Small business and younger, tech-savvy consumers—these are two market segments that couldn’t be more different. Yet for our purposes, at least, they could be seen as representing two sides of the same coin. For both, there are big obstacles and even bigger opportunities. The key to success on both fronts is to get smarter about what we’re doing.
First, consider the sheer size of the small business market. In a word, it’s big. In fact, with $6 trillion in revenue each year, it’s the second largest economy in the world. That is one huge pie, with profitability enough to go around for everybody. That said, it’s only a ‘market’ in the loosest sense of the term—with some 28 million companies around, it’s too diffuse to identify specific patterns. Besides, it’s a target that’s constantly moving. Thanks to the constant emergence of new online and mobile capabilities, routine best practices and fundamental human behaviors alike keep shifting.
But here are some numbers that should stick with us. Only 14% of small business owners currently use their financial institution’s cash management/business banking solutions. Sad as that sounds, our customers spend 5.4 billion hours each year doing taxes (it takes less time to produce every car, truck and van in the country). And finally, let it be noted that a stunning 66% of small business owners still use personal bank accounts for business.
So that’s what they’re not doing. To get a snapshot of what they could be doing, consider the generational shift. A Digital Insight study of 27 financial institutions found that 84% of mobile bankers fall into what we call the ‘Gen Y’ and ‘Gen X’ categories (to make some of us feel a little older, remember that Gen Y alone will account for close to half of the nation’s personal income within the next 10 years.) This is one ripe demographic.

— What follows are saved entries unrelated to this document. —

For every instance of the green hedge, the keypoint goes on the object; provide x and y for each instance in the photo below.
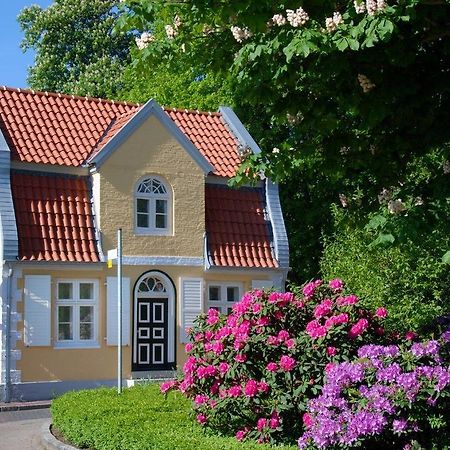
(140, 419)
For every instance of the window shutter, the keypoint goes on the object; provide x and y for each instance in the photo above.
(112, 311)
(191, 304)
(37, 314)
(262, 284)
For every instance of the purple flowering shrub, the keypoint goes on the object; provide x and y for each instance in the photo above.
(252, 372)
(393, 397)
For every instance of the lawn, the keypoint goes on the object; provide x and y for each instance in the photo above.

And how does this translate into tech-savvy behavior that benefits them and us? Online banking customers have 13% more accounts than their offline counterparts. In fact, online banking customers conduct 59% more debit card purchases and have a 7% higher annual retention than offline customers. Going one level deeper, consider the difference in log-ins: for online banking users, the number is 9.73; for online and mobile users, it’s 18.87; and for online, mobile and tablet users, it’s 29.05.
We may be sick of hearing it, but mobile is a particularly big deal. These consumers conduct 40% more monthly debit card purchases than online non-mobile consumers. Even more significantly, mobile consumers access their financial information 65% more frequently than online non-mobile users.

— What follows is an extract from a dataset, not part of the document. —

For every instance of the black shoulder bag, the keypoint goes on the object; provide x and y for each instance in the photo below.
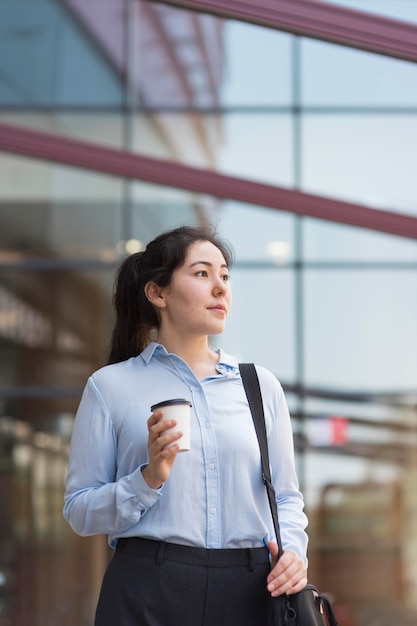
(307, 607)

Underlying all these changes is an even more fundamental shift, and it’s from consuming credit to managing cash. Basically, business customers of every kind want simplified workflows with greater access to financial information and tools, ranging from payments capabilities to asset management. Do traditional cash management solutions do the job? Or are they too complex to meet emerging business needs?
Now for the good news. Nearly 80% of consumers name their bank or credit union as their most trusted online destination to manage finances. According to the Tower Group, business owners’ use of online financial services has risen 17% in just the past year. Online services are among the top three reasons businesses choose their financial institution in the first place (but we warned: Barlow Research tells us that nearly half of business online banking customers would switch banks for better online banking functionality).
So here’s the future of financial management. To get smarter about profitability, credit unions must get to manage every facet of customers’ financial lives. There’s a ton of research telling us this—of the 88% of consumers who now pay bills and transfer funds online, 62% would like a single place to manage their complete financial picture, regardless of where the information originates, and an unbelievable 94% of TurboTax for Online Banking users who used direct deposit for their refund sent it directly to their host financial institution.
It’s easy to get overwhelmed by all the changes taking place in our customer base. If the move to online banking was a big change, then the adoption of mobile tools and services is a seismic shift. Yet the wealth of data we have at our fingertips also offers a clear view into the multitude of opportunities that comes with that transformation. Consumers who actively use technology-enabled services, particularly those offered through mobile channels, undeniably represent higher account ownership, balances, retention, and debit card purchases. They will find, join and be loyal to financial services providers that offer customizable tools and services to meet a wide range of evolving needs. The onus is on us to get smarter about how to meet those needs.